Этайн молчала один миг. Затем приникла к Эохайду, повернула к себе искаженное мукой лицо.
— Нет, мое сердце. Я не хочу разрушать. Я хочу детей, хочу любви и добра всем мирам. И буду молить о счастии для моего мальчика. Для того, кого уже никогда не смогу обнять. Но и забыть — тоже.
— Я… — Эохайд вздохнул. — Я могу что-то сделать для тебя?
— Ты много раз спрашивал о подарке. Я выбрала. Я не хочу, чтобы из-за тяги к власти или магии пострадал еще хоть один ребенок.
— Я обещаю тебе, мое солнце.
Эохайд обнял жену за талию, подхватил под локоть, и они медленно вернулись в дом.
Я прервал видение.
— Что было дальше, вам известно, мой король. На другой день по всем площадям Манчинга герольды огласили указ: места «людям над людьми» больше нет…
Дядя очнулся от видения с яркой молодой Этайн: беременной, любящей и любимой. Глянул тяжело, жестом приказав уйти.
— Этайн прожила долгую и счастливую жизнь, и она тоже уверена — мальчик жи…

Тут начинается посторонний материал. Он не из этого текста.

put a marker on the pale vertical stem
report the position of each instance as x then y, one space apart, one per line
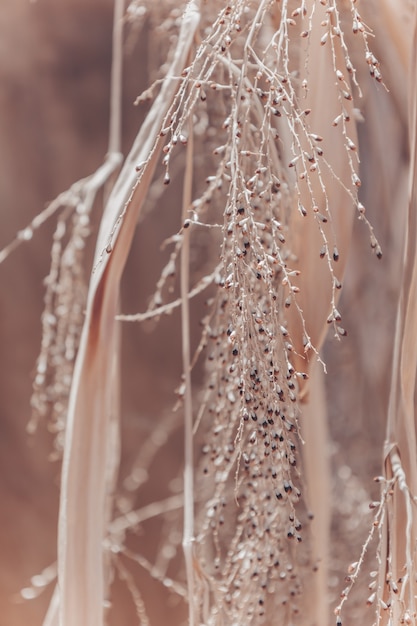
115 130
317 471
188 533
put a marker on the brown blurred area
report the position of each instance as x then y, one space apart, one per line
55 63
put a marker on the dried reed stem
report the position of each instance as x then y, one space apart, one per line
188 533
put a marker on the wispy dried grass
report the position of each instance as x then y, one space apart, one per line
257 113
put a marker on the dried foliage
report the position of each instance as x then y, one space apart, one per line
257 115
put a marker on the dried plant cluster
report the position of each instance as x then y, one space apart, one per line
257 113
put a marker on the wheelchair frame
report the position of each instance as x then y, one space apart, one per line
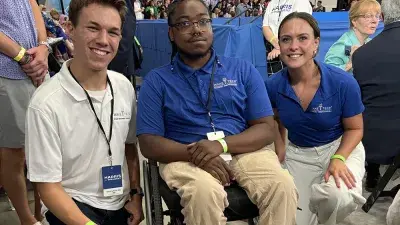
153 203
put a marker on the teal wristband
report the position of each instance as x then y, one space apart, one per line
338 157
224 145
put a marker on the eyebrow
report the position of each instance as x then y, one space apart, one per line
98 25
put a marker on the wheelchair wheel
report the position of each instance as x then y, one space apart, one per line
157 204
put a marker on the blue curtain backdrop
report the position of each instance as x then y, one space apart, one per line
242 38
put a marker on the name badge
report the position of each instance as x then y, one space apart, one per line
213 136
112 180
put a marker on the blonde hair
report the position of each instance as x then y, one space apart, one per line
361 7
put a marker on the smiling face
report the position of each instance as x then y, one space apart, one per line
96 36
297 43
193 41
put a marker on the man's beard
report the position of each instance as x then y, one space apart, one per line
193 56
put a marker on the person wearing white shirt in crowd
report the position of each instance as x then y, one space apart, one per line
81 128
276 11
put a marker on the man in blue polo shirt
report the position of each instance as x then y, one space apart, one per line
200 106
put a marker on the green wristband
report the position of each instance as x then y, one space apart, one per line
338 157
224 144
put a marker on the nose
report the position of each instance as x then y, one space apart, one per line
294 45
102 38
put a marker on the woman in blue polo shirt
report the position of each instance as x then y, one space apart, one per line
321 108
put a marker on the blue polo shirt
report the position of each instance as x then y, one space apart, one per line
337 97
169 103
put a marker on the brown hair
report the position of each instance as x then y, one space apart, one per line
76 6
360 7
304 16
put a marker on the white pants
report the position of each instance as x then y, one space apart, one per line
321 202
393 216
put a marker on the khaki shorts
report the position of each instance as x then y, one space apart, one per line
14 101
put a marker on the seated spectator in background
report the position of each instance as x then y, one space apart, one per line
364 18
321 108
274 14
375 68
319 7
138 10
188 139
242 8
71 155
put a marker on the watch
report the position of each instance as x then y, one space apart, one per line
136 191
47 45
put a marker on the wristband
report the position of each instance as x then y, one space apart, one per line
338 157
224 144
20 54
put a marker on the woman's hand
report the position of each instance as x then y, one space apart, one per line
338 169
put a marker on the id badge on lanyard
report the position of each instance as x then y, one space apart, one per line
111 175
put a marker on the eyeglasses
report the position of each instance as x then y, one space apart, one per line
186 26
370 17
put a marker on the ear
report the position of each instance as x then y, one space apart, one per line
171 34
70 30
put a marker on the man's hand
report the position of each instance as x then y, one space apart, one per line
37 68
219 169
339 170
273 54
134 207
203 151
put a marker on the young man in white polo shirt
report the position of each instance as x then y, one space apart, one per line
80 127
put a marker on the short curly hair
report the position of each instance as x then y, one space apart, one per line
75 8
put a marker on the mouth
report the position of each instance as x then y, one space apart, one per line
99 52
294 56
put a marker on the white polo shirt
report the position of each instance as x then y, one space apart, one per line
277 10
65 144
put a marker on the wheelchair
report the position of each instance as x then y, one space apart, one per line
240 207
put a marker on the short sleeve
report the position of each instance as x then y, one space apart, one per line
303 6
150 117
352 102
131 138
258 103
42 148
335 55
271 91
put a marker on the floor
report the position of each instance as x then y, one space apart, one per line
376 216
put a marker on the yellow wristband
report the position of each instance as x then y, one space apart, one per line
20 54
338 157
224 144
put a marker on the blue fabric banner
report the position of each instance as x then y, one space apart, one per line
240 41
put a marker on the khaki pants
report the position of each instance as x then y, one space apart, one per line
323 202
204 199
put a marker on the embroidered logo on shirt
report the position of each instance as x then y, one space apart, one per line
282 8
122 115
321 109
225 83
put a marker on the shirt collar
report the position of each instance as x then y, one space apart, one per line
73 88
187 70
328 86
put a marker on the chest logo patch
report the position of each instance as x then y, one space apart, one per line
322 109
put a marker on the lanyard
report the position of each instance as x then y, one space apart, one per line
208 104
97 118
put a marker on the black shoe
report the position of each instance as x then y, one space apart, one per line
372 181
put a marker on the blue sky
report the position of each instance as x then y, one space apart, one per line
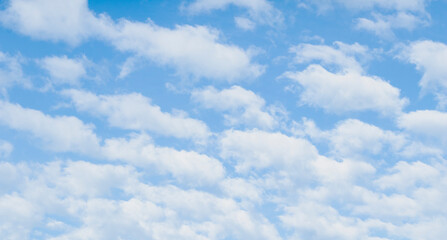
223 119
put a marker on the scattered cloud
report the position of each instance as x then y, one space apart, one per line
240 106
60 133
63 70
346 92
135 112
260 11
428 56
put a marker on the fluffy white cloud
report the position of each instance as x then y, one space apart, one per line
60 133
63 70
11 72
348 170
345 92
386 16
134 111
261 11
67 201
244 23
346 88
5 149
404 176
241 106
70 21
188 167
383 25
17 217
341 55
193 51
259 150
316 221
430 124
398 5
429 56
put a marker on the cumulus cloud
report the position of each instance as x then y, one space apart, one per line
429 56
5 149
60 133
193 51
342 56
347 92
258 150
71 21
347 88
383 25
386 16
240 106
135 112
261 11
398 5
11 72
61 194
63 70
353 138
428 124
188 167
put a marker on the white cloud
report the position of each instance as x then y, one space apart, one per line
241 188
404 176
187 167
5 149
316 221
60 133
244 23
355 138
386 16
429 124
347 92
397 5
348 170
261 11
17 217
383 25
429 56
63 70
258 150
134 111
11 72
66 201
342 55
70 21
240 105
193 51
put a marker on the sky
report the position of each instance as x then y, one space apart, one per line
223 119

— Спасибо, Джаред. Оставь меня.
И я ушел.
Друиды не лгут. Этайн, и правда, всколыхнула два мира. Волчий король преступил свои же законы, а поплатился весь Нижний.
Мидир, и правда, убил свою любовь. Любовь, которая стала истинной и удержала от окончательного падения наши земли.
Куда ушли изгнанные из всех миров Не-сущие-свет, напитавшись магии древнего бога, неизвестно. Снимется ли Проклятие, теперь не скажет никто. Мы можем лишь жить, ждать и надеяться.